The hybrid PPA covers a 55MW solar farm co-located with 40MW/80MWh of battery energy storage capacity. Image: Getty Images.

Equity fund DIF has announced the “UK’s first” bankable and unsubsidised co-located Power Purchase Agreement and optimisation agreement (hybrid PPA) for solar.

The hybrid PPA, which has been supported by software and advisory business Pexapark, covers a 55MW solar farm with 40MW/80MWh of battery energy storage capacity co-located. This site will be located in Leighton Buzzard, Bedfordshire, and will cover a 10-year term.

In a statement made by the business, it confirmed that “the market-first hybrid PPA will also provide secure and bankable revenue streams for both the solar farm and storage system”.

This agreement also represents a key aspect of the market within the UK. In order to optimise and increase revenue output of many solar farms, companies are looking to co-location of energy storage. This also helps to boost the flexibility of their assets in the post-subsidy market.

Showcasing this rising popularity, Pexapark highlighted that “45% of all solar planning permissions submitted in the UK in the past two years have been for hybrid systems encompassing storage”.

By providing secure and bankable revenue streams, the DIF hybrid PPA provides a model for the wider market to follow in order to reach scale amid the broader energy transition across GB and the EU, a statement read.
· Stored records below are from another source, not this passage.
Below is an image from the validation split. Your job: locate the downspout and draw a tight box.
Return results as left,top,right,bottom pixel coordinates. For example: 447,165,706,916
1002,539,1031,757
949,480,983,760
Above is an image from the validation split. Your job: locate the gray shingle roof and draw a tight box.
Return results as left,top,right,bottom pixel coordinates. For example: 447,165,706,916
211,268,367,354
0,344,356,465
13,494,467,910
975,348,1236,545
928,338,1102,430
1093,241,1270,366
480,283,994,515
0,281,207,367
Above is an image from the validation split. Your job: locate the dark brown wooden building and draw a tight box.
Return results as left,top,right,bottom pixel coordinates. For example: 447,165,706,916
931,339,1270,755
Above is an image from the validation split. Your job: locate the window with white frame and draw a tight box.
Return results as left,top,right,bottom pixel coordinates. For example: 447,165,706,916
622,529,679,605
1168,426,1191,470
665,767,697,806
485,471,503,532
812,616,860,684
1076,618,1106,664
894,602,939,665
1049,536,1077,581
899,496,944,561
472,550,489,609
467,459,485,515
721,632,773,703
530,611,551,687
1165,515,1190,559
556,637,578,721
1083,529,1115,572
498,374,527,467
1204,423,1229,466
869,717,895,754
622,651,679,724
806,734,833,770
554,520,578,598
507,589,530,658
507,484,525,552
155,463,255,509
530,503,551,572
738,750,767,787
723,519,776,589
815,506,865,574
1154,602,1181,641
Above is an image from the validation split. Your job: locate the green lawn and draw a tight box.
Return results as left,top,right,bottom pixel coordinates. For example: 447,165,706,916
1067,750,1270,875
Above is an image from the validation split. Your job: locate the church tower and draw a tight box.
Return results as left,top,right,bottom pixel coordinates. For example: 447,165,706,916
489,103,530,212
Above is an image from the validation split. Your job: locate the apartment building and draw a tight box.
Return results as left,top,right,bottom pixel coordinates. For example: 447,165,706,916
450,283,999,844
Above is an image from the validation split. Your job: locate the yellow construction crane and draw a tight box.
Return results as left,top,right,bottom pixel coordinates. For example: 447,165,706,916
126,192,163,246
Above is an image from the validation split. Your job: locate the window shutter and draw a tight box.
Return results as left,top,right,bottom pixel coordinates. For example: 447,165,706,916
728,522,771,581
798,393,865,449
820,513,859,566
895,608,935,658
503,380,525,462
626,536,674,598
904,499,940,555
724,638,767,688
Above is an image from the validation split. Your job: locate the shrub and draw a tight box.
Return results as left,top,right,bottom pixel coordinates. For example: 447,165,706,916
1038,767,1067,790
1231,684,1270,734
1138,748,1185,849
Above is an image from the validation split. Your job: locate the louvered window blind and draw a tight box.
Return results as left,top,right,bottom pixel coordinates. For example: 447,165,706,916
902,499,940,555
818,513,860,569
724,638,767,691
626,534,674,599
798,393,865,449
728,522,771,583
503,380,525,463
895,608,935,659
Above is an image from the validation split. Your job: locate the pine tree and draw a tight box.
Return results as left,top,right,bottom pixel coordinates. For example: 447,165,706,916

Brian Knowles, director of storage and flexibility at Pexapark, said: “We’d like to congratulate DIF on this pioneering PPA, which marks the first of its kind in the UK and Europe more widely.

“The innovative nature of this agreement reflects our commitment to finding new PPA solutions for unsubsidised renewable energy developers and offtakers, with contracted revenues that offer attractive returns and low risk profiles for investors.”

DIF Capital Partners has been exploring various opportunities for co-location to boost its portfolio. On 23 February, Solar Power Portal reported that the firm, together with ib vogt, had agreed to acquire a 100% interest in the largest UK co-located solar and battery portfolio from Cero Generation and Enso Energy.

The portfolio is recognised as the UK’s largest co-location portfolio of solar and battery energy storage, consisting of seven sites and a total capacity of 720MW. Of this, 380MW is solar and 340MW is battery energy storage. Solar EPC and O&M services will be provided by construction engineering company ib vogt.